Kepala Dinas Pertanian SUmatera Utara, M Roem menjelaskan, tahun 2010 - 2012 produksi jeruk Sumut mengalami penurunan produksi hingga 60 persen. Faktor penyebabnya antara lain serangan lalat buah dan perubahan iklim. Sehingga dalam pengendaliannya, harus serentak, tidak boleh terpisah-pisah.
Kalau ada jeruk yang jatuh ke tanah, langsung ditanam supaya tidak merangsang lalat untuk mendatangi pohon jeruk tersebut. Anggaran untuk sektor pertanian di Sumut lima tahun lalu sebesar Rp5 miliar, tahun 2013 ini mencapai Rp230 miliar. Kenaikan ini membuktikan kalau pemerintah mendukung perkembangan pertanian di Sumut.

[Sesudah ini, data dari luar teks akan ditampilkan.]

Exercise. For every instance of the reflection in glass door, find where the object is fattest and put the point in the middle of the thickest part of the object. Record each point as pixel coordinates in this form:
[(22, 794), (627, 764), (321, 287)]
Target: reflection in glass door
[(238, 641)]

Kepala Dinas Pertanian dan Perkebunan Karo Antoni Tarigan menerangkan dengan luasan lahan jeruk mencapai 14.000 hektar. Di tahun 2013 ini, Kabupaten Karo berencana untuk melakukan peremajaan tanaman yang sudah berusia tua dengan anggaran mencapai Rp 5 miliar dan dalam pelaksanaannya akan dilakukan tender mengingat besarnya nilai. (
beritasore)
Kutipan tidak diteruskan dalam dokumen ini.